Painful Diabetic Neuropathy (PDN), a common chronic complication of diabetes, is closely associated with glymphatic system dysfunction and neuroinflammation. This study is the first to explore the mechanism of Paeoniflorin (PF) in treating PDN from the perspective of the gut-spinal cord axis. By establishing a streptozotocin (STZ)/high-fat diet-induced PDN rat model and integrating metagenomics, untargeted metabolomics, and microbial depletion techniques, we demonstrated that PF significantly improved mechanical paw withdrawal threshold (PWT), alleviated insulin resistance, and reduced spinal pro-inflammatory cytokine levels in PDN rats. Dynamic MRI imaging revealed that PF restored spinal glymphatic metabolic function, evidenced by enhanced gadolinium-diethylenetriamine pentaacetic acid (Gd-DTPA) clearance and aquaporin-4 (AQP4) polarization remodeling. Immunofluorescence confirmed that PF suppressed astrocyte activation (total GFAP fluorescence intensity decreased by 61.86% in the PF group vs. PDN group) and restored AQP4 polarity at perivascular endfeet (polarization rate increased from 31.8% to 59.3%). These therapeutic effects were completely reversed by antibiotic intervention (ABX+PF group), highlighting the critical role of gut microbiota.
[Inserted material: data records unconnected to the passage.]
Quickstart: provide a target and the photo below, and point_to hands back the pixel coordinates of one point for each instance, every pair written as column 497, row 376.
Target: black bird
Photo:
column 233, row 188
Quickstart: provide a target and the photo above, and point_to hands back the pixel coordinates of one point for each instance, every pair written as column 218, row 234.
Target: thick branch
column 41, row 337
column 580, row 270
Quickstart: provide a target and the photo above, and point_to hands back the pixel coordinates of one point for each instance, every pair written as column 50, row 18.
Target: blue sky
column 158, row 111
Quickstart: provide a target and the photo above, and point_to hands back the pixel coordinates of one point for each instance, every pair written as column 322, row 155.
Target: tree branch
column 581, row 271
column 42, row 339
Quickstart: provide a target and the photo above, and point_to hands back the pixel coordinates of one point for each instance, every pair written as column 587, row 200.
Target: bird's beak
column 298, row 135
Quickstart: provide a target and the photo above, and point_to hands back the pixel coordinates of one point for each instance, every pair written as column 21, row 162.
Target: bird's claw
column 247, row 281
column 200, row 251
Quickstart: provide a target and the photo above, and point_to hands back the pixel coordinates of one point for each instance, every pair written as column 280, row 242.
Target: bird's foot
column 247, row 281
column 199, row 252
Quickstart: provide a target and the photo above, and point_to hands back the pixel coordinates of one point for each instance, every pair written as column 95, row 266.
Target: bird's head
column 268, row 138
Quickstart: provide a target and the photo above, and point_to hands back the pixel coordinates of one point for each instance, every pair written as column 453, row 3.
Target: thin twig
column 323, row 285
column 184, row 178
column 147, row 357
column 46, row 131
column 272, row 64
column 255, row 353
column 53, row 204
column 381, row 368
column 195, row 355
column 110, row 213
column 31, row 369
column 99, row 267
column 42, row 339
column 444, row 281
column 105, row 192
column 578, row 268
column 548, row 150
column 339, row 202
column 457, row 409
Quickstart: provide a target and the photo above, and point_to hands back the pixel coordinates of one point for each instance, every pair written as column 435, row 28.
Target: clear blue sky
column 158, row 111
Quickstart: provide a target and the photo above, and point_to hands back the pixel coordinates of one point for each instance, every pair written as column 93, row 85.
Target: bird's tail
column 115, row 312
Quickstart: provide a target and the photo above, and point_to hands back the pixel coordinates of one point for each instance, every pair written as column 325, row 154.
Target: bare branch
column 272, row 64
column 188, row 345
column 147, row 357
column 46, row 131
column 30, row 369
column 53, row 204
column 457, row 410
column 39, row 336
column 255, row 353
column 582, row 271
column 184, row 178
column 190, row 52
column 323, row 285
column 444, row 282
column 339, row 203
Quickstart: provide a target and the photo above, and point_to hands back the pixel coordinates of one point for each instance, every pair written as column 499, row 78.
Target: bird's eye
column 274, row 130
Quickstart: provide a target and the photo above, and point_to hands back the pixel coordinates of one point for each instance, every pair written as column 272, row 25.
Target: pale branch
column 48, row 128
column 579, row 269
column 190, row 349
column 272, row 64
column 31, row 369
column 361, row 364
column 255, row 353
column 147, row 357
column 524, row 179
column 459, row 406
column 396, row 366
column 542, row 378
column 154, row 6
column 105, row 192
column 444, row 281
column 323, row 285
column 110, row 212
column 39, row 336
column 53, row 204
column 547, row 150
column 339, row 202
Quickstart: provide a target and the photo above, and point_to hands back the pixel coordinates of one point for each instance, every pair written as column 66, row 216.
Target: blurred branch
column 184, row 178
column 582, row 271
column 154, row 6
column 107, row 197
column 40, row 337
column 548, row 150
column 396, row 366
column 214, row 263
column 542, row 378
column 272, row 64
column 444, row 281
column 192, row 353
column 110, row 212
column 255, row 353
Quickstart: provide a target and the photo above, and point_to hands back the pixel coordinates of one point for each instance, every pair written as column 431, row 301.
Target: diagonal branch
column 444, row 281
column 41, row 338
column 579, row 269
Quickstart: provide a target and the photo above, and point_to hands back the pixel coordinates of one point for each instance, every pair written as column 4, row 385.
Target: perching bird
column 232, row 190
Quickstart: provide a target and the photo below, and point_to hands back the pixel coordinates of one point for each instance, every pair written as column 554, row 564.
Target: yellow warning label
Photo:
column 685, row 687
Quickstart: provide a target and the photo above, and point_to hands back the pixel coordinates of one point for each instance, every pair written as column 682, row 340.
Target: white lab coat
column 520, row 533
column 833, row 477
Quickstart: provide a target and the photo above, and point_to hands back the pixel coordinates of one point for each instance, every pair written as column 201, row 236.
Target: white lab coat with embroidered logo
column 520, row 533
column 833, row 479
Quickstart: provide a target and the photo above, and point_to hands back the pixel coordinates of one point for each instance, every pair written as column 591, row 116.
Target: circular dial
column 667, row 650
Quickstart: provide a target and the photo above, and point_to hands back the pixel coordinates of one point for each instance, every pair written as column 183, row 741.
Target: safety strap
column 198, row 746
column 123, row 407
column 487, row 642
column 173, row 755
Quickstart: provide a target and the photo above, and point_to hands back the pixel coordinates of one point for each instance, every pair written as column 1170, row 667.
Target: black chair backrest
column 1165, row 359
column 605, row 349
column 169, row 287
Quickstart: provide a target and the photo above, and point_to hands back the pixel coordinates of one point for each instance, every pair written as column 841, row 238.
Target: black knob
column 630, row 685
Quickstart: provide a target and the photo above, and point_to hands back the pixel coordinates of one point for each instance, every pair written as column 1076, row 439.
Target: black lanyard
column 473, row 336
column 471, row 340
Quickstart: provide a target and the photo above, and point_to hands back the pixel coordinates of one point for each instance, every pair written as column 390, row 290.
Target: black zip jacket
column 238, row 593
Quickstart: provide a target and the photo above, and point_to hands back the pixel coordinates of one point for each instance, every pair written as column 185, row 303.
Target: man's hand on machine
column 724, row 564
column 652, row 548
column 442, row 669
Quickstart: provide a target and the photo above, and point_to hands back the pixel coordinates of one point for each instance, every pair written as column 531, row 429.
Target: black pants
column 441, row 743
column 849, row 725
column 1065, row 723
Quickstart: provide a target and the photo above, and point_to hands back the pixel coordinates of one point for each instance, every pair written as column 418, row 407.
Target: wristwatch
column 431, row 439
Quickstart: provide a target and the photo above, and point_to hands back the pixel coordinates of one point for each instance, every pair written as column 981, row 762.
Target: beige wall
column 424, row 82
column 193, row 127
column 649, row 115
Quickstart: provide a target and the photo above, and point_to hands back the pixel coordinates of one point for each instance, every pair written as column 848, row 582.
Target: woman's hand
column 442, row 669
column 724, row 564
Metagenomic analysis showed that PF enriched short-chain fatty acid (SCFA)-producing genera (Bifidobacterium and Faecalibacterium), activating the tricarboxylic acid (TCA) cycle and arginine metabolism. Metabolomics identified PF-mediated upregulation of anti-inflammatory metabolites (e.g., MGMG 18:2 and N-Acetyl-4-O-acetylneuraminic acid) and suppression of dehydroepiandrosterone sulfate (DHEA-S) synthesis. Our findings demonstrate that PF alleviates PDN by remodeling the gut microbiota-metabolite network, repairing intestinal barrier integrity, and regulating AQP4-dependent waste clearance in the spinal glymphatic system, providing novel therapeutic targets. This study elucidates the regulatory role of the gut-spinal cord axis in PDN and offers a paradigm for investigating "microbiota-host" interactions of low-bioavailability herbal components.